5 minute read
On a Roll
from (614) May | 2023
Meet Aaron Clouse, the culinary wizard behind the hot new pastries Columbus can’t stop talking about
By Melinda Green / Photos by Sumner Howells / Story Design by Victoria Smith
Parable Coffee, in the heart of downtown, isn’t your typical coffee shop.
“We love to reduce things to their most fundamental economic blocks,” said co-owner Ben Willis. “[People] come in and say ‘I can’t believe a latte is nine dollars.’ But every single step of the process was done by human beings.”
“The consumer has no idea how anything came to be. Generally, they’re being taken advantage of by corporations. But we’re very transparent,” he continued.
Definitely not a typical approach to coffee. And, thanks to pastry chef Aaron Clouse, you won’t get typical pastries here, either. “Give me a pen and paper, and I can draw stick figures,” Clouse said. “But 3D, my brain is wired to do 3D art.”
Clouse, a native of Tiffin, Ohio, attended the French Pastry School in Chicago. It was an intense program, with so much more to offer than the small-town bakeries back home.
“I grew up on a farm,” Clouse said. “I grew up milking cows. I started doing some cakes in high school, for friends’ graduation parties and whatnot, and I loved it, but I didn’t know there could be a career in that outside cake decorating.”
After high school, he enrolled in Heidelberg University to study music. Soon, though, he realized, “It turns out I’m a little tone-deaf. It was not a match made in heaven.”
Meanwhile, his baking got better and better.
He withdrew from college after one semester, signed a lease on a Chicago apartment sight unseen, and called his parents.
“My parents are very smart, very educated, very organized. They were upset for a day, and then my mom cosigned on my loan so I could go to school,” he recalled. And his journey began.
He knew he needed to land in a big city to accomplish his goals. “Fresh out of school, places in Chicago want to offer $13.00 an hour to be a pastry cook, and it’s like, there’s no realistic way to stay.”
Columbus was close enough to—and far enough away from—his family in Tiffin, and he decided to make his mark here.
He started at The Refectory. It was the refined, classic, French direction he knew well. But, after a year or two, his creativity started to struggle with such structure.
He eventually landed at A&R Creative Group, where creating different dessert menus for different local restaurants allowed his ideas to grow. It wasn’t long before he accepted the invitation to join his friends at Parable and unleash his creativity.
“If I could find one word to find my style, the word would be ‘whimsical,’” he said. “A lot of the inspiration comes from the traditional desserts, reimagined.

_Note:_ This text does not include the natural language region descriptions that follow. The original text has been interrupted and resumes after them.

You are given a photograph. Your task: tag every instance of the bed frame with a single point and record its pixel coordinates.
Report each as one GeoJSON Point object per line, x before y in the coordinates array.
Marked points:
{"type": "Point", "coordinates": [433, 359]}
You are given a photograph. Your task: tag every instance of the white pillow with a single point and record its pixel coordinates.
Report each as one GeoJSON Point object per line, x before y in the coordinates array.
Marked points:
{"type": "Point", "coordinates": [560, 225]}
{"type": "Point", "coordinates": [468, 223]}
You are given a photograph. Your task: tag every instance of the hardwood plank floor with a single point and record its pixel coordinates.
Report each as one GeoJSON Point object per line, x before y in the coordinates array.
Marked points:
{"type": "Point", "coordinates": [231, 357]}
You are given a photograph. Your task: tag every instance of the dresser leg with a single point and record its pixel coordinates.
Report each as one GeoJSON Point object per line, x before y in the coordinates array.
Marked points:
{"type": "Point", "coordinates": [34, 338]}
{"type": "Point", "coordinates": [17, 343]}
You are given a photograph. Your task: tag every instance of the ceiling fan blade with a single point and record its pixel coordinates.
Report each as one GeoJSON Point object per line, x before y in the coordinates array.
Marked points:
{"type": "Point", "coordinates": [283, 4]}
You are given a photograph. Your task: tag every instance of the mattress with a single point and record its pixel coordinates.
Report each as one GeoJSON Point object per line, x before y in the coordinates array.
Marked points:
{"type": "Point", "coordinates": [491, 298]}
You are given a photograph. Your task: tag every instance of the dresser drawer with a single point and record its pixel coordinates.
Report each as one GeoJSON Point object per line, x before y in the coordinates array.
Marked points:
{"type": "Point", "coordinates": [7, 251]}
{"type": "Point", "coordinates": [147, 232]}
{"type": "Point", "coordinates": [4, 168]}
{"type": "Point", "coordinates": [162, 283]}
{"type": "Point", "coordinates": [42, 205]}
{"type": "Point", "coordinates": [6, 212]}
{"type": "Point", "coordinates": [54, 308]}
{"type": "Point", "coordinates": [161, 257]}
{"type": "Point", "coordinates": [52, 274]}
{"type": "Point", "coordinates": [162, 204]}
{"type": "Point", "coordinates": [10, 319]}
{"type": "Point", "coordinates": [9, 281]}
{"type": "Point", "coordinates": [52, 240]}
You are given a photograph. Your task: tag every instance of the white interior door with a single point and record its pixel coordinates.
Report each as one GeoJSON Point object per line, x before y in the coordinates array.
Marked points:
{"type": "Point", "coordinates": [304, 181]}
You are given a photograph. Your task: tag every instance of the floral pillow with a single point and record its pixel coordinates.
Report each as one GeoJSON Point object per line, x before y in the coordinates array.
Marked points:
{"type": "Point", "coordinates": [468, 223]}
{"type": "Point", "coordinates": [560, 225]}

Like mashups.
“So it’s very much like, crème brulée is one of my favorite things; I absolutely hate making cookies, but I know that a crème brulée cookie would actually work as a hand-held dessert.”
And what about those circular croissants? Well, Clouse keeps close watch on industry publications and colleagues to spot trends.
“I was like, ‘You know what, there’s this circular croissant trend that’s in Singapore right now.’ I realized I had the opportunity to bring that trend to Columbus before other cities would catch on.
A lot of our savory food [in Columbus] is on-trend. Unfortunately, pastry is something that changes quick. I really want to push and do things that New York is just starting to do.”
Plus, croissants are his favorite pastry to make. “Croissants are intense on the technical side, but once you know the dough, you can do a lot of cool things with it,” he continued. Why croissant dough works the way it does fascinates me. You do one little step wrong, and it won’t work at all.”
One of his favorite things about his career so far has been his experience on Food Network. “I feel like I thrive in chaos—I think it’s the energy is just so high,” he admitted.
In the beginning, he interviewed for shows and was rejected, he says, because he was “robotic” and formal in the video interviews. Then, a producer told him to “just let loose in your next interview”—and he did.
He applied for "Halloween Baking Championship", thinking it was the winter Holiday Baking Championship. “In my head, I’m like, I’m gonna go make little reindeer cookies, all that,” he said. “I don’t know if they thought I was joking, or somewhere I missed the memo that it was Halloween, but I was like ‘Look, it’s a Christmas tree on a frozen lake,’ and I had little dry ice.”
But he was accepted. In California, he met the rest of the cast and quickly realized he had made a big mistake. “For the three days before filming, I Googled every Halloween character he could think of,” he said. “I was watching scary movies every day in the hotel room, and I don’t like scary movies at all.”
But he embraced the chaos and finished as a finalist.
He admits that pastry is a difficult field to make a career in. The pay is rarely lucrative, and jobs as a pastry chef are few and far between. He’s had to do things to set himself apart in order to make a life out of it.
And he’s definitely making his mark at Parable.